Redbubble itself is a great place for amateur and proffessional artist to post there artwork for sale and communicate with others. It feels more grown up and less quirky than Deviant Art, whose audience seems to be mainly very young and alternative.

Tuesday, March 3, 2009

Three Roads of Artisitc Doom

Some artists are lucky and or skilled enough to be awarded Arts grants, but these grants are awarded by a very small group of people. So then an artist has to pander to the whims of these arts grant gods, producing art they hope will be what the current gods deem worthy. Being held up as the high art, yet knowing much of what they do is often derided by the masses and then finally thrown aside for the next big thing. With some luck they will have picked up enough money along the way not to have to make art for the critic and finally to make something they really wanted, only to find out no one likes the new thing. Not the critics and not the public.

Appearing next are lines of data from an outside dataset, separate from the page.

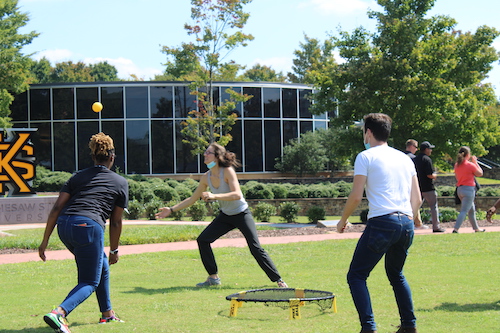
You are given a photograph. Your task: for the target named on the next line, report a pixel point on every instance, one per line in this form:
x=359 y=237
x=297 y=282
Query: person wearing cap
x=411 y=149
x=426 y=176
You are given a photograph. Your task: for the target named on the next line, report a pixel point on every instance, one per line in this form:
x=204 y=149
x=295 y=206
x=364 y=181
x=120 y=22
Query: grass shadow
x=471 y=307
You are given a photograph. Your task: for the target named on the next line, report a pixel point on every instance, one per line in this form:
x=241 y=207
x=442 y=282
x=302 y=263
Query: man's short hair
x=411 y=143
x=380 y=124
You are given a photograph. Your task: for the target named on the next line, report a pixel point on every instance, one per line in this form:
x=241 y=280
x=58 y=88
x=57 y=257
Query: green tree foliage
x=263 y=73
x=312 y=57
x=217 y=30
x=304 y=155
x=14 y=73
x=72 y=72
x=421 y=72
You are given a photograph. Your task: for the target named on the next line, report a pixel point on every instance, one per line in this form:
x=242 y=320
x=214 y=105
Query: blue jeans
x=391 y=235
x=467 y=195
x=85 y=239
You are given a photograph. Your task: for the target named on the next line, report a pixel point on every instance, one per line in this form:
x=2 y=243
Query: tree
x=14 y=65
x=263 y=73
x=304 y=155
x=313 y=58
x=217 y=28
x=421 y=72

Or to go the other route and attempt to appeal to the public and gain success in the hostile and cut-throat world of commerce, making art that sells to all, trying to keep some integrity, but knowing that the last painting was sold because it was just the right size and suited the customers new sofa and curtains. Working 50% of there time promoting and selling themselves.

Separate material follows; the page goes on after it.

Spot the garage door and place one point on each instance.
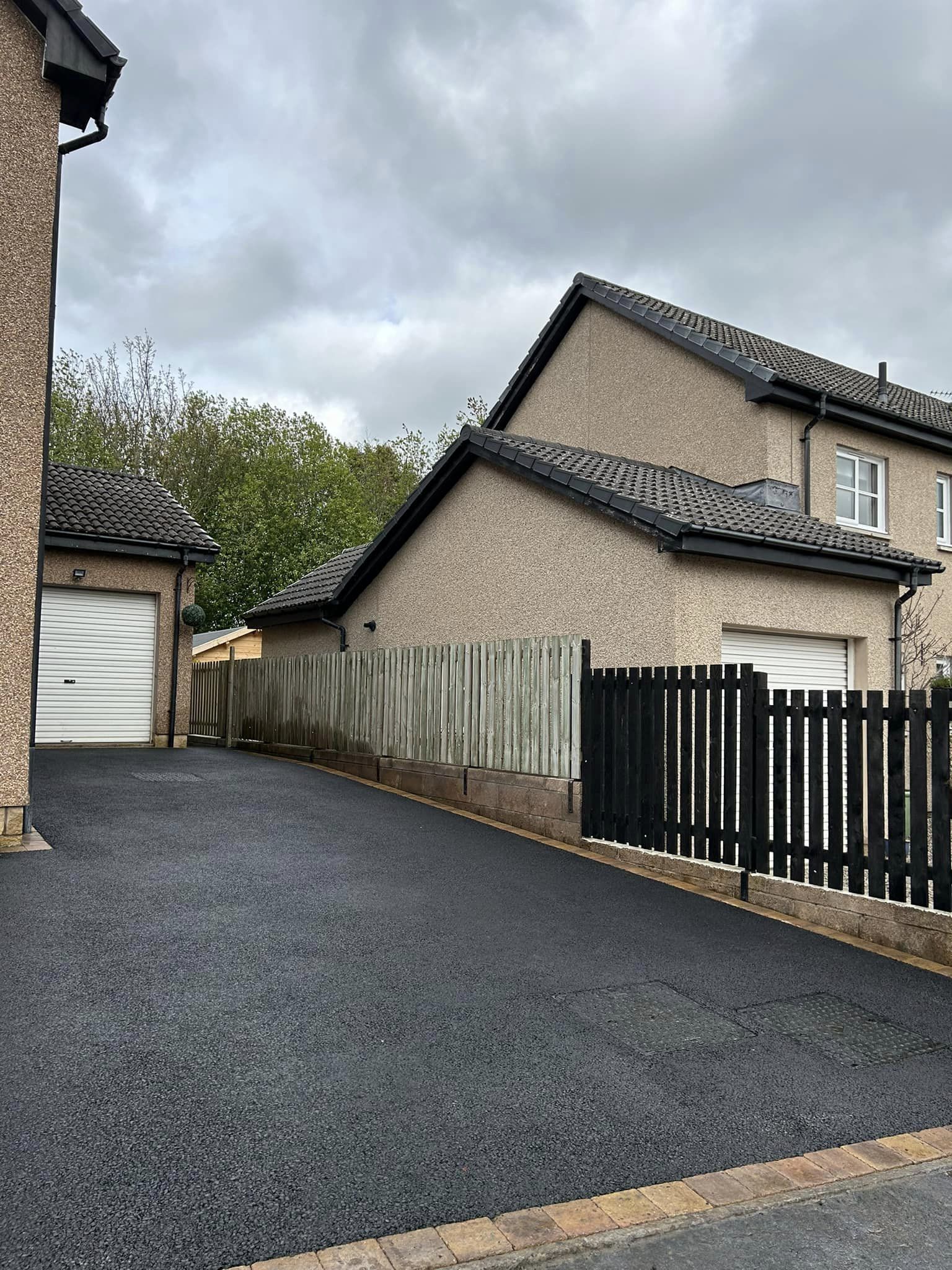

Or do you take the third way where the art is made, but never designed for sale, and is rarely sold. Galleries taking hanging fees for the work they know won’t sell, yet the fees pay their rent and gives the gallery a bohemian feel. The Artist poring life saving and sanity into working, with only a romantic view that at some point in the far far distant future they are held up as a great master? But ultimately most of it will just be thrown out and left for the dustmen.

Meng Qiu

Review of Artist Meng Qiu Site.

The first page you get to is an opening page, devoid of anything other than the spinning graphic and only serves to waste time getting to the actual site. Once inside you are at first greeted with a bright, but well designed page, nicely laid out and professional looking. The site however is full of slightly odd witting of a semi-spiritual nature. Not quiet the impenetrable ramblings of the post-modernist. But it's certainly hard to follow and seemly made to give the art work some kind of validity. It's unclear if the artist wants to be a painter or a poet. But neither quiet hits the mark. The poems and ramblings fail to make the work any more appealing and in some ways serve as just a distraction and space filler. The work is interesting, but there is far far to little of it. The coloured paintings remind me of those children's colouring books, that start out black and a special pen removes the black to reveal the colours below. Given time this style could emerge into something better, but it does not yet feel like it's matured. With only three paintings on display its hard. The Print page, shows just the one idea that is essentially dull, semi abstract photography made blue and printed, and better examples of this kind of work can be seen in many other places, and executed far better by others. The page "collections" seems to be an odd and ends section and doesn't really tell me anything other than the artist has some sketches they uploaded.
In conclusion we are faced with another self elevated artist offering a few works but asking for far too much for them with the added insult giving change of $1 when buying his work for £10,000. A price I doubt anyone with any sense would pay for an "emerging artist" in these times of economic downturn.